The clue is there within the verse: “…the people of Israel had made offerings to it.” Because it had become an idol. It wasn’t an idol when Moses made it; God told him to make it, it was a powerful symbol. But now people were bowing down to it and serving it; they were breaking God’s second commandment and treating this piece of metal as if it were a God itself: making offerings to it and treating the statue as if it had magical powers. The people no longer understood where the true power of the bronze serpent came from, so as far as Hezekiah was concerned, it had to go.


If the bronze serpent didn’t have magical powers, if it didn’t have power in itself, surging up and down the metal, then where did its power come from? How did it save the children of Israel? Why did Moses make it?


Well let’s review for a moment what is happening in our passage from the Book of Numbers today. The children of Israel have been freed from bondage in Egypt, they have received God’s commandments on Mount Sinai, and now they find themselves wandering in the desert for 40 years. And almost every step along the way is another complaint: it’s hot, why did you bring us here, where are we going, we’re thirsty, we don’t like this food. It doesn’t seem to matter how many miracles Moses performs, his followers are never happy for very long. You would think that with all they have seen that they would trust God by now, but No. “The people spoke against God and against Moses, ‘why have you brought us up out of Egypt to die in the wilderness? For there is no food and no water and we detest this miserable food.’”


Well, yes, people that are hungry and thirsty can get a bit cranky, but I don’t think that’s what’s really going on here. In the first place they do have food (by their own admission) they just aren’t satisfied with it. God has been feeding them with manna from heaven since they have been in the desert, and they don’t even have to work for it. They just have to pick it up. So they aren’t starving. And if you look in the last chapter you will find that when the people were thirsty Moses was able to make water come from the stone, so they have had water. Still these people just don’t seem to be satisfied with anything that God has done for them. They don’t trust in God’s promises, they have a loose adherence to his commandments, and worst of all they don’t like his food. How insulting!

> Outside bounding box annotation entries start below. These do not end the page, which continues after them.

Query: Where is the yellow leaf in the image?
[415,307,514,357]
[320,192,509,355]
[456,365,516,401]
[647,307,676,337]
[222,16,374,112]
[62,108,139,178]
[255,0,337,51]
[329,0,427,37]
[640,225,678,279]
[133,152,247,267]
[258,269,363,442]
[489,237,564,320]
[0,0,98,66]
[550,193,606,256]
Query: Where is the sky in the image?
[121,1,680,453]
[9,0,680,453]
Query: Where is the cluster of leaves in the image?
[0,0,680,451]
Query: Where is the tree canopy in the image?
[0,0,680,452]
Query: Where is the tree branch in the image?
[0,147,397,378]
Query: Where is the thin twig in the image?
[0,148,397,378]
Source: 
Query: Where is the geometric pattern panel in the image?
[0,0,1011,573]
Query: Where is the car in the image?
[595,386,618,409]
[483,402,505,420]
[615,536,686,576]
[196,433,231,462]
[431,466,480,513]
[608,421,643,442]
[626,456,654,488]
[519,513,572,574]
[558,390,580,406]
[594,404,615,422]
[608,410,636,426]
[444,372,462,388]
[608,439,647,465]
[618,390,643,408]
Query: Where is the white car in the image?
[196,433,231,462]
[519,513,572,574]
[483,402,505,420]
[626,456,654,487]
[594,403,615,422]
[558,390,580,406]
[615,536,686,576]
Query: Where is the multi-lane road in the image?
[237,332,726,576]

There is another biblical story that comes to mind when God’s children didn’t trust him, didn’t obey his commandments and weren’t satisfied with his food. It seems to me that Adam and Eve had a pretty good thing going: all the food they wanted that they didn’t have to work for, comfort, security, God’s protection and only ONE commandment. But it wasn’t enough. They wanted more. And who was it that convinced them that their food wasn’t good enough? Who did Adam and Eve decide to trust more than they trusted God? Oh yeah….a serpent.


The serpent’s punishment for his deception is to forever eat the dust of the earth and to live in enmity with the children of Eve. “He shall bruise your head and you shall bruise his heel.” Adam’s punishment was that he shall now have to work for his food.


So here we are gathered in the desert, the children of Israel are not trusting in God and they are complaining about God’s food that they didn’t even have to work for. So I imagine God looking down upon the children of Israel, who also happened to be children of Adam and Eve, and saying: “so if you would rather trust in the serpent and where he is leading you, then so be it. Let the serpent feed you.” Sometimes you have to let people make their own choices, even if they are the wrong ones. And the people quickly discovered the mistake they had made: the age old curse was still true; the serpent did bruise their heels and instead of offering them food, feasted on the children of Israel instead.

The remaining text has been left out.